Prior to the descriptions of the fossil material, a detailed historical overview of the various scientific issues relevant to understanding the diverse interpretations of the osteology and morphology of the anterior teeth of these anthracotheres is presented. It will include Anthracotheriidae verii (i. e. true anthracotheres originally identified as such, as well as specimens that were initially mis-attributed to non-anthracotherian mammals) and Anthracotheriidae spurii (i. e. specimens that have, at one time or another, been identified as anthracotheres, but which belong to other mammals). This section will be followed by the descriptions of the fossils from Europe, which will be discussed in systematic order.
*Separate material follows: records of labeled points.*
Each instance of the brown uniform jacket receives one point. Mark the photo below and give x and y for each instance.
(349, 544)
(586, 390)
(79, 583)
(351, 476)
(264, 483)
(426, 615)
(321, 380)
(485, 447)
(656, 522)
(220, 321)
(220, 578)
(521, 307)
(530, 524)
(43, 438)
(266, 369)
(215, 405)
To complicate matters, a few bibliographic references were incorrect when first published and the errors tended to propagate through the literature, and on occasion even mutated into increased errors. An example is provided by references to the presence of anthracotheres at Eggenburg, Austria. First published by M. Neumayr in 1888, the date of publication was given as 1883 by Depéret (1895) and by 1908, not only had the wrong date been propogated, but also the author’s name had changed to Neumeyr (Mayet, 1908). This class of errors is annoying, but is not serious from a scientific point of view. It does however, reveal weaknesses in the research protocols of scientists who seemingly failed to read the orginal papers concerning the topic upon which they were working.